Find dy/dx y(x^2+16)=32

Solution:

Step 1:

Take the derivative of both sides with respect to $x$: $\frac{d}{dx}(y(x^2 + 16)) = \frac{d}{dx}(32)$.

Step 2:

Apply the derivative to the left-hand side.

Step 2.1:

Utilize the Product Rule, which is $\frac{d}{dx}(uv) = u\frac{dv}{dx} + v\frac{du}{dx}$, where $u = y$ and $v = x^2 + 16$. This gives us $y\frac{d}{dx}(x^2 + 16) + (x^2 + 16)\frac{d}{dx}(y)$.

Step 2.2:

Proceed to differentiate.

Step 2.2.1:

Invoke the Sum Rule to find the derivative of $x^2 + 16$ as $\frac{d}{dx}(x^2) + \frac{d}{dx}(16)$. This results in $y(2x + \frac{d}{dx}(16)) + (x^2 + 16)\frac{d}{dx}(y)$.

Step 2.2.2:

Apply the Power Rule, which tells us that $\frac{d}{dx}(x^n) = nx^{n-1}$ for $n = 2$. This simplifies to $y(2x + \frac{d}{dx}(16)) + (x^2 + 16)\frac{d}{dx}(y)$.

Step 2.2.3:

Recognize that the derivative of a constant is zero, so $\frac{d}{dx}(16) = 0$. This simplifies to $y(2x) + (x^2 + 16)\frac{d}{dx}(y)$.

Step 2.2.4:

Simplify the expression.

Step 2.2.4.1:

Combine $2x$ and $0$ to get $y(2x) + (x^2 + 16)\frac{d}{dx}(y)$.

Step 2.2.4.2:

Rearrange to place the constant $2$ before $y$: $2yx + (x^2 + 16)\frac{d}{dx}(y)$.

Step 2.3:

Express $\frac{d}{dx}(y)$ as $y'$.

Step 2.4:

Simplify further.

Step 2.4.1:

Apply the distributive property to get $2xy + x^2y' + 16y'$.

Step 2.4.2:

Reorder the terms to $2xy + x^2y' + 16y'$.

Step 3:

The derivative of a constant is zero, so $\frac{d}{dx}(32) = 0$.

Step 4:

Combine the derived terms to form the equation $2xy + x^2y' + 16y' = 0$.

Step 5:

Isolate $y'$.

Step 5.1:

Subtract $2xy$ from both sides to get $x^2y' + 16y' = -2xy$.

Step 5.2:

Factor out $y'$ from the left side.

Step 5.2.1:

Extract $y'$ from $x^2y'$ to get $y'(x^2) + 16y' = -2xy$.

Step 5.2.2:

Extract $y'$ from $16y'$ to get $y'(x^2) + y'(16) = -2xy$.

Step 5.2.3:

Factor out $y'$ completely to obtain $y'(x^2 + 16) = -2xy$.

Step 5.3:

Divide through by $x^2 + 16$ and simplify.

Step 5.3.1:

Divide each term to get $\frac{y'(x^2 + 16)}{x^2 + 16} = \frac{-2xy}{x^2 + 16}$.

Step 5.3.2:

Simplify the left side by canceling out the common factors.

Step 5.3.2.1:

Cancel the common factor to get $\frac{y'(\cancel{x^2 + 16})}{\cancel{x^2 + 16}} = \frac{-2xy}{x^2 + 16}$.

Step 5.3.2.1.2:

Reduce $y'$ over $1$ to get $y' = \frac{-2xy}{x^2 + 16}$.

Step 5.3.3:

Simplify the right side by bringing the negative sign to the front of the fraction.

Step 6:

Substitute $y'$ with $\frac{dy}{dx}$ to get the final result: $\frac{dy}{dx} = -\frac{2xy}{x^2 + 16}$.

Knowledge Notes:

1. Product Rule: When taking the derivative of a product of two functions, $u$ and $v$, the derivative is $u'v + uv'$.

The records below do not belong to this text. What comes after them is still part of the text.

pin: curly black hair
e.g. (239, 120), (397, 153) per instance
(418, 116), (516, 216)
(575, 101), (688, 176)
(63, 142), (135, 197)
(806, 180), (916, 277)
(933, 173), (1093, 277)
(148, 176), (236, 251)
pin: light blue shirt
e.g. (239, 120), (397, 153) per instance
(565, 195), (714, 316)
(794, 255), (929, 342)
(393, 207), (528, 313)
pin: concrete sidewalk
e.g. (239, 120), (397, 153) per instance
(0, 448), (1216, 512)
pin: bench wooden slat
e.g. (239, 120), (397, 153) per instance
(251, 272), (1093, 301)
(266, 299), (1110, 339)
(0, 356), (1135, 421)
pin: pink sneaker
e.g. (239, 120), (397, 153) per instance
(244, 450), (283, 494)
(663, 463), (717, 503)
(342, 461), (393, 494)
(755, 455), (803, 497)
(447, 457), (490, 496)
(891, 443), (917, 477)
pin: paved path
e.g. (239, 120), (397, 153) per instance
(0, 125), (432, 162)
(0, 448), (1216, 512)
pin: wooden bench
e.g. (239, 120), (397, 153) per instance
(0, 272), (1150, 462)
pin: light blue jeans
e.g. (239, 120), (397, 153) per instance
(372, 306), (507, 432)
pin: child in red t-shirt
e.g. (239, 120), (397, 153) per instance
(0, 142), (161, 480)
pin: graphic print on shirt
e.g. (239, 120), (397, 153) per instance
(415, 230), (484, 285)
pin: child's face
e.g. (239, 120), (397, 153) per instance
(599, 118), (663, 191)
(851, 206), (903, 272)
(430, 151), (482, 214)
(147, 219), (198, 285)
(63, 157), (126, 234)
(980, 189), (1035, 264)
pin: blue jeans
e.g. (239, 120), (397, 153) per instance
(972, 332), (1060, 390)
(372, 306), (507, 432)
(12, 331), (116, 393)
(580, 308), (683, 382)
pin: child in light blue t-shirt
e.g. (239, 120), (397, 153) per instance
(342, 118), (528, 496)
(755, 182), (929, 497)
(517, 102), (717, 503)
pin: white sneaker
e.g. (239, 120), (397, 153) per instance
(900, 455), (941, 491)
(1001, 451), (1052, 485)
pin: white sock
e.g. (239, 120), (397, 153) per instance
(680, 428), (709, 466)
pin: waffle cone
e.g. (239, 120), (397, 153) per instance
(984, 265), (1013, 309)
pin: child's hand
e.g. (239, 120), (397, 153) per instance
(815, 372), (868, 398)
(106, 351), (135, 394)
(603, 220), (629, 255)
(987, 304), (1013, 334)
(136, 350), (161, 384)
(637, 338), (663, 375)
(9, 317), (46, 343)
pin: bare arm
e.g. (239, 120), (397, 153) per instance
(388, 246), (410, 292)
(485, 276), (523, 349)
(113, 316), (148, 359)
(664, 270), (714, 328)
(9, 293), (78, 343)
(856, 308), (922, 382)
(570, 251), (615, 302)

2. Sum Rule: The derivative of the sum of two functions is the sum of their derivatives.

3. Power Rule: For any real number $n$, the derivative of $x^n$ with respect to $x$ is $nx^{n-1}$.

4. Constant Rule: The derivative of a constant is zero.

5. Distributive Property: In an expression of the form $a(b + c)$, the distributive property allows us to expand this to $ab + ac$.

6. Factoring: This involves taking a common factor out of terms to simplify expressions or equations.

7. Simplifying Fractions: When a term in the numerator and the denominator are the same, they can be canceled out.

8. Negative Sign in Fractions: A negative sign in the numerator or denominator of a fraction can be taken out in front of the fraction.